I trying to use RenderMonkey 1.82 on Win10 PC, and graphics card is NVIDIA Geforce 405 v342.01. I cannot use the OpenGL ES examples that comes with it. I remember once I could do this on another machine. Is this an compatibility problem?
Vertex shader:
uniform mat4 view_proj_matrix;
uniform vec4 view_position;
attribute vec4 rm_Vertex;
attribute vec3 rm_Normal;
varying vec3 vNormal;
varying vec3 vViewVec;
void main(void)
{
gl_Position = view_proj_matrix * rm_Vertex;
// World-space lighting
vNormal = rm_Normal;
vViewVec = view_position.xyz - rm_Vertex.xyz;
}
Fragment shader:
precision mediump float;
uniform vec4 color;
varying vec3 vNormal;
varying vec3 vViewVec;
void main(void)
{
float v = 0.5 * (1.0 + dot(normalize(vViewVec), vNormal));
gl_FragColor = v * color;
}
The error message is:
OpenGL ES Preview Window: Compiling vertex shader API(OpenGL ES)
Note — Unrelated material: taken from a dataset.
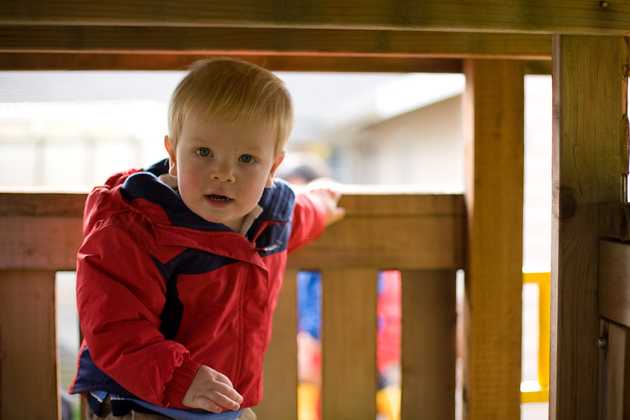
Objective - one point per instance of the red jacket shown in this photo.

/../Plastic_OpenGL_ES/Single Pass/Vertex Program/ ... failure
0(8) :
error C0118: macros prefixed with 'GL_' are reserved
OpenGL ES Preview
Window: Compiling fragment shader API(OpenGL ES)
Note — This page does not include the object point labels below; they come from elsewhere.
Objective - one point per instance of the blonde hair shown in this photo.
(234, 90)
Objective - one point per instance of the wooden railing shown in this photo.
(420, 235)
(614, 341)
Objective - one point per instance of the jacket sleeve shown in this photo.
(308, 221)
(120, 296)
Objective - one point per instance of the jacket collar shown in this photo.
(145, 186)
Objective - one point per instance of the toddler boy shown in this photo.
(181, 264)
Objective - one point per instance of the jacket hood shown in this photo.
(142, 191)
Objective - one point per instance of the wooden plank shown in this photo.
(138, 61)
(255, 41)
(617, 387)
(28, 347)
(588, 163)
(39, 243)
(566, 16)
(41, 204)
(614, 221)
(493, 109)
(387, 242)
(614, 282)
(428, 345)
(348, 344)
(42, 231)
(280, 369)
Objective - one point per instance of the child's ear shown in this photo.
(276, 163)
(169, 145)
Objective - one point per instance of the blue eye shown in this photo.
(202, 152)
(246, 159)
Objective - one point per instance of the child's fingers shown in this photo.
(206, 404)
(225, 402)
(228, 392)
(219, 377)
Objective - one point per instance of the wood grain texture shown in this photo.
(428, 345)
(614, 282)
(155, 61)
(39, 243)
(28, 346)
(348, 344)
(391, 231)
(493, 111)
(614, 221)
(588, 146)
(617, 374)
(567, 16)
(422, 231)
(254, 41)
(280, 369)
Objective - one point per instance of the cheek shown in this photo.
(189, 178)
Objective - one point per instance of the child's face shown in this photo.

/../Plastic_OpenGL_ES/Single Pass/Fragment Program/ ... failure
0(3) :
error C0118: macros prefixed with 'GL_' are reserved
RENDERING
ERROR(s): Vertex program 'Vertex Program' failed to compile in pass
'Single Pass'. See Output window for details Fragment program
'Fragment Program' failed to compile in pass 'Single Pass'. See
Output window for details
RenderMonkey adds a bunch of definitions onto the shaders before sending them to the GLSL compiler. You can verify this by running it through CodeXL, and then inspecting the text of the shaders. For my machine, this seems to be the standard (for vertex shaders, fragment shaders are similar):
As you can see, on line 8,
#define GL_ES
is the error you are hitting (and this occurs on line 3 for fragment shaders).In the GLSL ES spec, it states:
Thus, your driver is doing the correct thing, and rejecting this shader because it in fact violates the spec. Likely in very old Nvidia drivers, this error was not reported. You would need to recompile RenderMonkey to property resolve this issue, and the sources are not public.
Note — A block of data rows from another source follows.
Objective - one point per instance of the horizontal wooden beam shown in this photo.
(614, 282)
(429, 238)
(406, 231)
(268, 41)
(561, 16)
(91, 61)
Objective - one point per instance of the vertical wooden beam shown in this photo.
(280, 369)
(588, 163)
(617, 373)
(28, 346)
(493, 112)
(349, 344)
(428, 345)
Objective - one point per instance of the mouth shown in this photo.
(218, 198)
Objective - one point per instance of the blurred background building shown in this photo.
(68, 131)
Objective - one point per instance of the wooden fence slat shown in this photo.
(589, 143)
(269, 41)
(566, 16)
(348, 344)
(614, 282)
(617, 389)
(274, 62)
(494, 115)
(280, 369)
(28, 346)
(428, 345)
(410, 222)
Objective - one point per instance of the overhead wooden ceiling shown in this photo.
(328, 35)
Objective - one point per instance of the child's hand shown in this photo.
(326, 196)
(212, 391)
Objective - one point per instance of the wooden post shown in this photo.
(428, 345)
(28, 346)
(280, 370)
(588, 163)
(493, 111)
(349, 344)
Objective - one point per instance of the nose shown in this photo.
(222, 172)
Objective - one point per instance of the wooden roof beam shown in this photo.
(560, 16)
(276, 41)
However, you can hack RenderMonkey to get this to compile these shaders. These extra strings that are prepended are contained in the
libGLESv2.dll
in plain text, and you can use a hex editor to change them to something that doesn't start withGL_
. They occur at offsets 0x16052E and 0x1606A0.Or, instead just use the GL2 workspaces for developing your shaders, since GLSL and GLSL ES are very similar.